Pero volvamos al verdadero periodismo de investigación, a este género que destapó mentiras y corrupciones en muchas partes del mundo, gracias a personas como Wilfred Burchett, el primer periodista occidental que visitó Hiroshima después del lanzamiento de la bomba atómica y que contradijo la versión oficial norteamericana, según la cual en la ciudad no había restos de radioactividad. Lo hizo con un artículo en el Daily Express que empezaba así: ”Martes, 16 de septiembre, Hiroshima. Escribo esto como advertencia para el mundo. Treinta días después de que la primera bomba atómica destruyera la ciudad, la gente sigue muriendo de modo misterioso y horrible, debido a algo desconocido que solo puedo describir como peste atómica”.

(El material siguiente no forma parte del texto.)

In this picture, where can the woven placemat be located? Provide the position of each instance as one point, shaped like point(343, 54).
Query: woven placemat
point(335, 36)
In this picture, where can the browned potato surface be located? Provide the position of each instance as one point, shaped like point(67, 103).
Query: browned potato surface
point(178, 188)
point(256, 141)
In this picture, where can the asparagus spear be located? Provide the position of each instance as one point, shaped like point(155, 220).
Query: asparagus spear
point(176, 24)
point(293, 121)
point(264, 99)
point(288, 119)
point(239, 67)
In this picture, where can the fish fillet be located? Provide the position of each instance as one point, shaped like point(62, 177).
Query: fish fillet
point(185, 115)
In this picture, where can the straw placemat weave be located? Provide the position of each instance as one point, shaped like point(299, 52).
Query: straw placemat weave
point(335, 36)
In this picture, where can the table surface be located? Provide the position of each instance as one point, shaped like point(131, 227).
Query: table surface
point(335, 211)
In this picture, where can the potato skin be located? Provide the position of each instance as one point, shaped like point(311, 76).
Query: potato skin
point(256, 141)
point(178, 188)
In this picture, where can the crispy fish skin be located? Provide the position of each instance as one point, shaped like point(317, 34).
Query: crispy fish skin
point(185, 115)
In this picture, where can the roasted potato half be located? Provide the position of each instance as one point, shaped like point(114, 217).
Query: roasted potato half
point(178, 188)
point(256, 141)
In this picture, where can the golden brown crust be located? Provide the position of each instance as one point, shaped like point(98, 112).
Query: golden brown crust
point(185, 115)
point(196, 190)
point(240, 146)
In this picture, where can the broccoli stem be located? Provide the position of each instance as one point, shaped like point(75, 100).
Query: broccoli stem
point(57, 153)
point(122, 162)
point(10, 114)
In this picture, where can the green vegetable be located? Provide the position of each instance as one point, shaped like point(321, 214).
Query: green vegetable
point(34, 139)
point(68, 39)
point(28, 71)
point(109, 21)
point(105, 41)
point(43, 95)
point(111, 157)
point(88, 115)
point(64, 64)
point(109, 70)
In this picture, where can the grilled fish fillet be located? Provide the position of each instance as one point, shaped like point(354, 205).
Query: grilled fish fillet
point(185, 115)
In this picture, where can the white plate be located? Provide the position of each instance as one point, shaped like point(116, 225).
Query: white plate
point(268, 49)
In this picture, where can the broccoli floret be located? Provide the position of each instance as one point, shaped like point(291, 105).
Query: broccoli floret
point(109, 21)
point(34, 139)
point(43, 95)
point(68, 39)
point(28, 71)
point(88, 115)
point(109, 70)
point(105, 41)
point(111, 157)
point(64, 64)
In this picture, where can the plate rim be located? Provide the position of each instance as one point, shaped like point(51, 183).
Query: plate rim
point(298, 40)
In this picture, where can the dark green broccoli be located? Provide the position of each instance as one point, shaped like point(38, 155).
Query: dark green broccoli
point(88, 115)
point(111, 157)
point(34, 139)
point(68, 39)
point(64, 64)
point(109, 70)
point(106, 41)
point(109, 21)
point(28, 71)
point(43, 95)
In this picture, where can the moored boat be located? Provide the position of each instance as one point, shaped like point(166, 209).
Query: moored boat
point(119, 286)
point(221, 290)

O a Gabriel García Márquez, que durante 14 días contó en El Espectador de Bogotá y después llevó a la novela Relato de un náufrago que, en contra de la versión oficial del Gobierno del dictador Gustavo Rojas Pinilla, el destructor A.R.C. Caldas de la marina colombiana se había hundido por sobrepeso, al llevar una carga de contrabando que el propio Ejecutivo auspiciaba. O a la unidad de investigación del Sunday Times, llamada InSight, que destapó el caso de la Talidomina, causante de efectos teratogénicos con malformaciones congénitas en fetos y recién nacidos, y que sirvió para que el fabricante del fármaco indemnizará a parte de las víctimas. O a los periodistas Bob Woodward y Carl Bernstein, del Washington Post, que con el caso Watergate tumbaron al presidente de Estados Unidos Richard Nixon. O al equipo de investigación del Boston Globe, denominado Spotlight, que descubrió los abusos sexuales de decenas de sacerdotes en la Diócesis de Boston. O a Anne Applebaum, que contó la historia de los Gulag, los centros de tortura y trabajos forzados del régimen comunista soviético. O a Brian Deer, que demostró que era falso el estudio publicado en The Lancet por el científico Andrew Wakefield, relacionando la vacuna triple vírica (sarampión, paperas y rubeola) con el autismo. O, en nuestro país, a los periodistas Ricardo Arqués y Melchor Miralles, que destaparon el caso GAL en Diario 16; o a Manuel Cerdán y Antonio Rubio, por sus informaciones sobre Francisco Paesa. Estos y otros asuntos que harían demasiado largo este artículo sí son periodismo de investigación. Lo de ahora, con todo mi respeto, es periodismo de filtración o de sustracción de archivos informáticos, como los casos Falciani, Wikileaks o Papeles de Panamá. Válido si se comprueban los hechos, se analizan sus datos y se valora su importancia. Pero nada que ver con el grande y costoso periodismo de investigación.